Strengths and limitations

This study has several strengths. First, we analyzed a large sample of BoE-pairs (n=118), which was based on 653 RCTs and 804 cohort studies. Second, we selected BoE-pairs from systematic reviews published in high-impact medical journals, which have shown to be of higher methodological quality [88]. Third, our study was based on a broad methodological repertoire, i.e., by including meta-analyses of binary outcomes, and also continuous outcomes, investigating different statistical measures of heterogeneity, conducting random and common effects models, and calculating 95% PI.

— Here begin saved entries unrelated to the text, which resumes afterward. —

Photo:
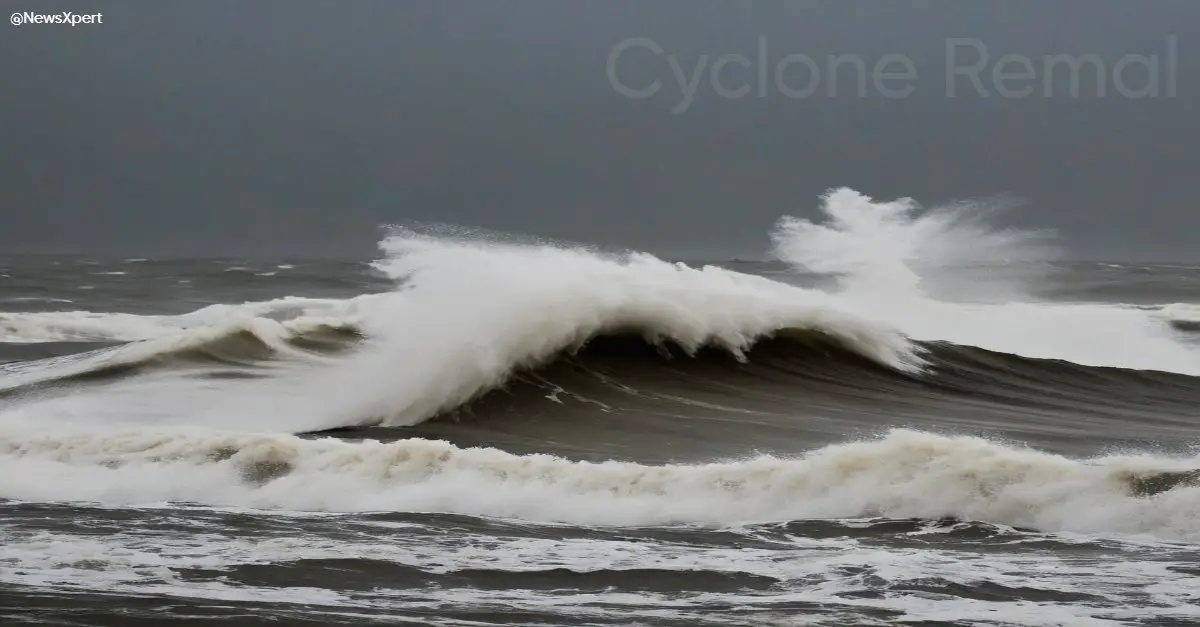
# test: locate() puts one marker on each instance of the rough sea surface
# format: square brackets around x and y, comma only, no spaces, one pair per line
[906,418]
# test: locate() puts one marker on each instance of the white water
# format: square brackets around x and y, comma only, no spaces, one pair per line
[468,312]
[903,475]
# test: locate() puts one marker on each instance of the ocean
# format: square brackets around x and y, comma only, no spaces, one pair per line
[903,417]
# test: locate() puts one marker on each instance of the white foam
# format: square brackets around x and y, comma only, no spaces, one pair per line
[909,267]
[903,475]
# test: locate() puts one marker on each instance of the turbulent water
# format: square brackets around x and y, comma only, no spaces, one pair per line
[906,418]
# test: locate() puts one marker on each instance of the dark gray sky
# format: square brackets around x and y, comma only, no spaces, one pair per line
[233,127]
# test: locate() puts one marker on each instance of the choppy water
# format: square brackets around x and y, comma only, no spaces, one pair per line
[891,425]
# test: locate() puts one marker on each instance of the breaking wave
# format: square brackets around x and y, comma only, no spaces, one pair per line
[900,475]
[204,406]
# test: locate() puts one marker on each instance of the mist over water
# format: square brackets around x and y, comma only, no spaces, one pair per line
[534,383]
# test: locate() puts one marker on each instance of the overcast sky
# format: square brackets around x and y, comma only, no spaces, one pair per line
[233,127]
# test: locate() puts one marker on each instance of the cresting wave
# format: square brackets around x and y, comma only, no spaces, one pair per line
[901,475]
[472,316]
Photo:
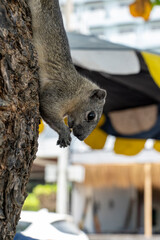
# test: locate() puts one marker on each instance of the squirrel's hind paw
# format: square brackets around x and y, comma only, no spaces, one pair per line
[64,140]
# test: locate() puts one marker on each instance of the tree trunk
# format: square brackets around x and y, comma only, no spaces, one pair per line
[19,111]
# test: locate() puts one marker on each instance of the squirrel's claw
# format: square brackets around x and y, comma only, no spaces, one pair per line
[64,140]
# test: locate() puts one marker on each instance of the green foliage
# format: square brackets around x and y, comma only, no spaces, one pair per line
[46,189]
[31,203]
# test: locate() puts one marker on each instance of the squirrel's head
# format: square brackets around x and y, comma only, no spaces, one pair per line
[87,113]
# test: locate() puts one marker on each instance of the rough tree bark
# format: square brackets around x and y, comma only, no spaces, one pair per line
[19,110]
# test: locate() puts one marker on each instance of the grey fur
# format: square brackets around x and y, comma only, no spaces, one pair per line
[63,91]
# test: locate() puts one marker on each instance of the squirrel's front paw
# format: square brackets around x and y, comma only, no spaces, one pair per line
[64,139]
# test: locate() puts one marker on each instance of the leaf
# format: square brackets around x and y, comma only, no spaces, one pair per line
[141,8]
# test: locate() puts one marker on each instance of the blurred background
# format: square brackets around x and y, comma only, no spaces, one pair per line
[110,183]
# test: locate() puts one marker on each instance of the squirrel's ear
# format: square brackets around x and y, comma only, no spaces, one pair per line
[98,93]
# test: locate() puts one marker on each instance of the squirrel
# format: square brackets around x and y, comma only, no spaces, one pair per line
[63,91]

Limitations of this study are as follows. First, although we pooled a large sample of BoE-pairs, our sample may not be representative of all meta-analyses, and the totality of evidence of available associations might provide different results. Second, we did not consider and weighted risk of bias of primary studies in our pooling scenario. Third, only two BoE-pairs were judged as “more or less identical,” indicating that BoE of RCTs and cohort studies differ at least slightly in terms of PI/ECO criteria and caution is therefore required when pooling both BoE. Fourth, the potential for confounding in the individual cohort studies and subgroup analyses in the meta-analysis cannot be ruled out. Moreover, several subgroups also included only a small number of studies. Fifth, the methodological quality of the systematic reviews included in this study was not assessed. Although we assume that systematic reviews published in high-impact factor journals adhere to high methodological standards, this is nevertheless an important limitation. Due to these limitations, our findings need to be interpreted with caution.

Conclusions

This large pooling scenario study showed that the integration of BoE from cohort studies modified the conclusion from BoE of RCTs in 27% of included BoE, although the direction of effect was mainly concordant between BoE of RCTs and pooled estimates. The median weight of RCTs to the pooled estimates was 40%, and the statistical heterogeneity was substantially driven by integrating BoE of cohort studies. Our findings provide a first insight regarding the potential impact of pooling of both BoE in evidence syntheses. A decision for or against pooling different study designs should also always take into account, for example, PI/ECO similarity, risk of bias, coherence of effect estimates, and also the trustworthiness of the evidence. Overall, there is a need for more research on the influence of those issues on potential pooling.